The menstrual cycle is a natural rhythm that women experience every month and shapes not only a woman’s physical well-being but also her emotional landscape. Among the various hormonal changes that accompany this monthly cycle, premenstrual emotional sensitivity stands out as a phenomenon experienced by women globally.
Premenstrual emotional sensitivity refers to the heightened emotional responsiveness and vulnerability that occurs in the days before their period. This sensitivity manifests in various emotional states, ranging from subtle mood swings to pronounced feelings of stress and sadness, and can significantly impact a woman’s overall well-being and daily functioning.
In this article, through the lens of research, we aim to shine a light on this often-overlooked aspect of women’s emotional well-being, to help grow a deeper understanding of the challenges and complexities women experience every month while navigating the hormonal fluctuations of the menstrual cycle. Through this article we have one main goal to start the conversation toward greater awareness, respect, and support for women’s menstrual well-being worldwide.
1- The physiological mechanisms underlying premenstrual emotional sensitivity: hormonal fluctuations and imbalances.

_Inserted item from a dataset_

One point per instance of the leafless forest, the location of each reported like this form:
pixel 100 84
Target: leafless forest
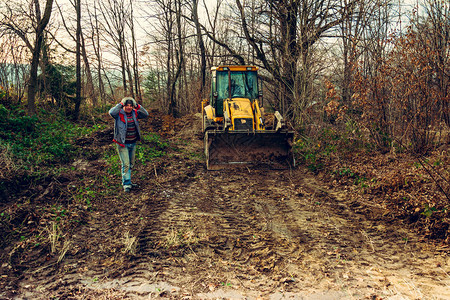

Premenstrual emotional sensitivity, often colloquially referred to as “PMS” (Premenstrual Syndrome), encompasses a range of emotional symptoms experienced by women in the days leading up to their menstrual periods.
While it is a common phenomenon, its underlying physiological mechanisms are still being elucidated. However, research indicates that the different hormone levels occurring during the menstrual cycle play a central role in precipitating these mood disorders.
One of the key hormones involved in the menstrual cycle is estrogen, which rises steadily in the first half of the cycle, known as the follicular phase. Estrogen is associated with feelings of well-being, energy, and motivation.
However, as the menstrual cycle progresses towards the second half, levels of estrogen decline, reaching their lowest point just before the period starts. This decrease in estrogen levels has been linked to mood changes, including feelings of irritability, sadness, or anxiety.
Another hormone implicated in premenstrual emotional sensitivity is progesterone. Progesterone levels rise after ovulation during the second half of the menstrual cycle or the luteal phase, peaking around mid-cycle.
While progesterone is necessary for maintaining a pregnancy, its fluctuations during the menstrual cycle can also influence mood. Research suggests that high levels of progesterone may cause symptoms of anxiety and depression among women in reproductive age.
2- Navigating Premenstrual Emotional Sensitivity
In a groundbreaking study titled “The impact of menstrual symptoms on everyday life: a survey among 42,879 women,” researchers provided profound insights into the tangible effects of menstrual symptoms on women’s daily lives, shedding light on the real-world implications of hormonal transitions on emotional well-being.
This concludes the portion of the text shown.